Zika virus is an emerging mosquito-borne virus that was first identified in 1947 in monkeys. It was subsequently identified in humans in 1952. Prior to 2015, outbreaks had been recorded in Africa, the Americas, Asia and the Pacific.
The current outbreak began in 2015 in South America and remains largely limited there, but we all need to be alert in case someone travels back with symptoms. The disease is self-limiting and clears by itself. Only 20% have symptoms. The main concern is that cases of microcephaly have been noted to be on the rise in South America among newborns and it is suspected to be associated with Zika during pregnancy.

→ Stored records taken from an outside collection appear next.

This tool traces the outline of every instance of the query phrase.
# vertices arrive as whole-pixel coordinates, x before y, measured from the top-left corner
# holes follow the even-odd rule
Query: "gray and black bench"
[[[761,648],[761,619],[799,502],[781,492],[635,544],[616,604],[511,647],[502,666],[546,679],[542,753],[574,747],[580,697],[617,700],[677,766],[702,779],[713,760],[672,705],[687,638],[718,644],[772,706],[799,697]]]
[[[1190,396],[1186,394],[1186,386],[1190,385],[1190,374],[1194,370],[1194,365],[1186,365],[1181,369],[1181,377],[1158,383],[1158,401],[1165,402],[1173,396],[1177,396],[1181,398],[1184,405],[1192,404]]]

Zika virus disease is caused by a virus transmitted by Aedes mosquitoes. People with Zika virus disease usually have a mild fever, skin rash (exanthema) and conjunctivitis. These symptoms normally last for 2-7 days. There is no specific treatment or vaccine currently available. The best form of prevention is protection against mosquito bites. The virus is known to circulate in Africa, the Americas, Asia and the Pacific.
Signs and Symptoms
The incubation period (the time from exposure to symptoms) of Zika virus disease is not clear, but is likely to be a few days. The symptoms are similar to other arbovirus infections such as dengue, and include fever, skin rashes, conjunctivitis, muscle and joint pain, malaise, and headache. These symptoms are usually mild and last for 2-7 days. During large outbreaks in French Polynesia and Brazil in 2013 and 2015 respectively, national health authorities reported potential neurological and auto-immune complications of Zika virus disease. Recently in Brazil, local health authorities have observed an increase in Zika virus infections in the general public as well as an increase in babies born with microcephaly in northeast Brazil. Agencies investigating the Zika outbreaks are finding an increasing body of evidence about the link between Zika virus and microcephaly. However, more investigation is needed before we understand the relationship between microcephaly in babies and the Zika virus. Other potential causes are also being investigated.
Zika virus is transmitted to people through the bite of an infected mosquito from the Aedes genus, mainly Aedes aegypti in tropical regions. This is the same mosquito that transmits dengue, chikungunya and yellow fever. Zika virus disease outbreaks were reported in 2015 from the Americas (Brazil and Colombia) and Africa (Cape Verde). More countries in the Americas have reported sporadic Zika virus infections indicating rapid geographic expansion of Zika virus. These include Barbados, Bolivia, Brazil, Colombia, Dominican Republic, Ecuador, El Salvador, French Guiana, Guadeloupe, Guatemala, Guyana, Haiti, Honduras, Martinique, Mexico, Panama, Paragua, Puerto Rico, Saint Martin, Suriname, U.S. Virgin Islands, Venezuela and Samoa. (Source: www.cdc.gov/zika/geo/).
Zika virus is diagnosed through PCR (polymerase chain reaction) and virus isolation from blood samples.
Mosquitoes and their breeding sites pose a significant risk factor for Zika virus infection. Prevention and control relies on reducing mosquitoes and reducing contact between mosquitoes and people.
This can be done by using insect repellent; wearing clothes (preferably light-coloured) that cover as much of the body as possible; using physical barriers such as screens, closed doors and windows; and sleeping under mosquito nets. It is also important to empty, clean or cover containers that can hold water such as buckets, flower pots or tyres, so that places where mosquitoes can breed are removed.
Special attention and help should be given to those who may not be able to protect themselves adequately, such as young children, the sick or elderly.
During outbreaks, health authorities may advise that spraying of insecticides be carried out. Insecticides recommended by the WHO Pesticide Evaluation Scheme may also be used as larvicides to treat relatively large water containers.
Zika virus disease is usually relatively mild and requires no specific treatment. People sick with Zika virus should get plenty of rest, drink enough fluids, and treat pain and fever with common medicines. If symptoms worsen, they should seek medical care and advice. There is currently no vaccine available.
- Staff and families traveling to or resident in affected areas should take the basic precautions described above to protect themselves from mosquito bites.
- Expectant women are advised to postpone or defer travel to affected areas.
- Staff deploying to the affected areas on duty should seek more specific advice and medical clearance from JMS or consult their nearest UN medical service.